Menyinggung soal sidang gugatan yang dilakukan secara elektronik, dia mengatakan bahwa Peraturan Mahkamah Agung Nomor 1 Tahun 2019 tentang Administrasi dan Persidangan di Pengadilan Secara Elektronik pada tahun 2020 diwajibkan melalui media elektronik.
"Kami siap melaksanakannya karena dari awal, kami sudah melakukan pendaftaran melalui media elektronik, E-Court. Tinggal persetujuannya dari pihak tergugat, nanti kelanjutannya minggu depan," katanya.
Sementara itu, dalam sidang yang dipimpin Hakim Ketua M. Arif Nuryanta serta beranggotakan Dian Anggraini dan Arief Yudiarto hanya dihadiri kuasa hukum dari Martin Pratiwi selaku penggugat dan kuasa hukum Ashanty selaku tergugat.
Sebelum mendengarkan pembacaan gugatan yang dilakukan oleh Aditya Setiawan selaku kuasa hukum penggugat, Hakim Ketua M. Arif Nuryanta menjelaskan ketentuan sidang secara elektronik yang wajib dilakukan dalam kasus perdata sejak 2020.
Oleh karena itu, dia meminta pihak penggugat maupun tergugat untuk bisa melaksanakan sidang secara elektronik pada persidangan berikutnya.
Akan tetapi, kuasa hukum tergugat, Fatma, menyatakan belum bisa melaksanakan sidang secara elektronik pada persidangan selanjutnya karena akan menyampaikan lebih dahulu kepada kliennya, yakni Ashanty.
Sementara itu, kuasa hukum penggugat, Aditya Setiawan, menyatakan siap untuk melaksanakan sidang secara elektronik.
Terkait dengan hal itu, Hakim Ketua akhirnya menyetujui untuk sidang selanjutnya masih dilakukan secara manual.
Setelah mendengarkan pembacaan gugatan, Hakim Ketua memutuskan sidang dilanjutkan pada tanggal 14 Januari 2020, kemudian meminta kepada kuasa hukum penggugat maupun tergugat untuk tetap hadir mengikuti sidang.
Seperti diwartakan, sidang gugatan wanprestasi tersebut berkaitan dengan kerja sama yang dilakukan oleh pengusaha kosmetik bernama Martin Pratiwi selaku penggugat dan Ashanty selaku tergugat.
Dalam hal ini, Ashanty tertarik untuk bekerja sama karena bisnis yang digeluti Pratiwi sudah berlangsung lama.

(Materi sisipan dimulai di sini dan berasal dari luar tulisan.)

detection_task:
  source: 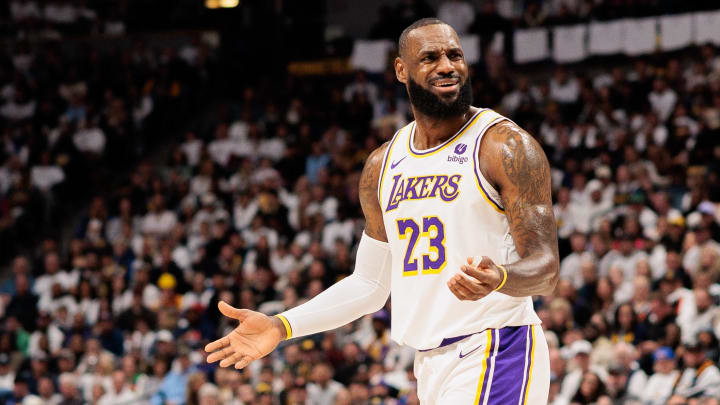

Sebaliknya, Pratiwi bersedia menerima tawaran kerja sama itu karena Ashanty merupakan publik figur.
Terkait dengan hal itu, pada bulan November 2015, mereka mengumpulkan modal masing-masing sebesar Rp475 juta hinggga akhirnya pada bulan April 2016 produk siap dipasarkan dan dibuatkan perjanjian.
Namun setelah sepakat menjalin kerja sama, laporan bulanan dan pembagian hasil yang semestinya dilakukan setiap bulan, tidak dikerjakan, dan laporan baru ada pada bulan Agustus 2016.
Bahkan, Martin Pratiwi baru mendapatkan bagian dari bagi hasil sebesar Rp290 juta yang ditransfer oleh Ashanty pada bulan Oktober 2016 dan kontrak kerja sama kedua belah pihak diputus pada bulan April 2017.
"Baru dikasih lagi September dan itu juga belum pasti apakah itu pengembalian modal atau keuntungan karena omzetnya sendiri mencapai Rp18 miliar," kata Martin Pratiwi saat ditemui di PN Purwokerto pada tanggal 20 November 2019.